Another myth is that you can hide your assets from your creditors (including ex-spouses and bankruptcy trustees) by forming a Nevada corporation and handing bearer shares in the corporation to an accomplice.

Needless to say, these techniques don’t work. Bad things happen when you try to cheat the IRS or a bankruptcy judge.

In many cases, it’s unnecessary. Most people, if they used the tax rules to their fullest, would save more money than they do already.

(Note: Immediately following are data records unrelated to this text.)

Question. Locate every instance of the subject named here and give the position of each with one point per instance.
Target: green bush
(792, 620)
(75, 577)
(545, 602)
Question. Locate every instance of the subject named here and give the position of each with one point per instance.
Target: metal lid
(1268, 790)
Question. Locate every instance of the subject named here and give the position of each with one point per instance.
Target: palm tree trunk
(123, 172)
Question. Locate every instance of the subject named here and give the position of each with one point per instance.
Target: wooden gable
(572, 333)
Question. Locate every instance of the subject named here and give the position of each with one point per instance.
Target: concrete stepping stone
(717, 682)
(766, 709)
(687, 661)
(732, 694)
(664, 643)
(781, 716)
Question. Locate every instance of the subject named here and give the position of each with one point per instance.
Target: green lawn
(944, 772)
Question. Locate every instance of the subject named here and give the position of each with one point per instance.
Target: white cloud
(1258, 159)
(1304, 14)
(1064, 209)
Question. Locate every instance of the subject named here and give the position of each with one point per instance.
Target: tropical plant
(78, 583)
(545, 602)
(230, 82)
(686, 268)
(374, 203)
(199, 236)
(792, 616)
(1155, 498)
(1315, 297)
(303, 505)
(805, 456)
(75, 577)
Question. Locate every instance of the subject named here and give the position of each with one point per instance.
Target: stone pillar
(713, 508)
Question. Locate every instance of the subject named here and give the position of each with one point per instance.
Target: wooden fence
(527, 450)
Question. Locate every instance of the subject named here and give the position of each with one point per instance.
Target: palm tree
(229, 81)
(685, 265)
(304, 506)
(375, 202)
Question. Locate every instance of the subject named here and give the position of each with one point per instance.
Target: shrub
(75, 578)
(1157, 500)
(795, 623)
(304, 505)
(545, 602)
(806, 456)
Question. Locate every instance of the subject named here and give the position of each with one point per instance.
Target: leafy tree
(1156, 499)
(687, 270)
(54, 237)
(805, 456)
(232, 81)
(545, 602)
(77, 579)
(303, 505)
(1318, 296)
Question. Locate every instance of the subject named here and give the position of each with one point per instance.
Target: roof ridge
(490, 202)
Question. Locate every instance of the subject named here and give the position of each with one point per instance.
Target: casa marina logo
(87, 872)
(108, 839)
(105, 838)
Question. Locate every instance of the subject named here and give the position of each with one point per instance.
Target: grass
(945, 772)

It is not necessary to cheat to lower your tax bill.

Costs of Nevada and Delaware LLCs

Ok, so say you don’t want to cheat the taxman or creditors…are Nevada or Delaware LLCs nonetheless cheaper to form and operate compared to other states?

Each state charges a different fee for forming a limited liability company.

In addition, some states also require that each LLC file an annual report and pay an annual fee for the privilege of doing so.

The states with the highest formation fees do not necessarily charge the highest annual fees.

Therefore, to best compare the cost of forming an LLC, this site uses a “total cost of ownership” approach which adds up the entire cost of having an LLC in a specific state for 5 years.

Delaware and Nevada are both aware of their popularity as destinations for the formation of corporate entities–and they charge fees accordingly.

Delaware charges a $300 annual reporting fee while Nevada charges $150.

In contrast, there are 28 states that charge less than $100 annual reporting fees, and 8 states that charge no annual LLC reporting fee.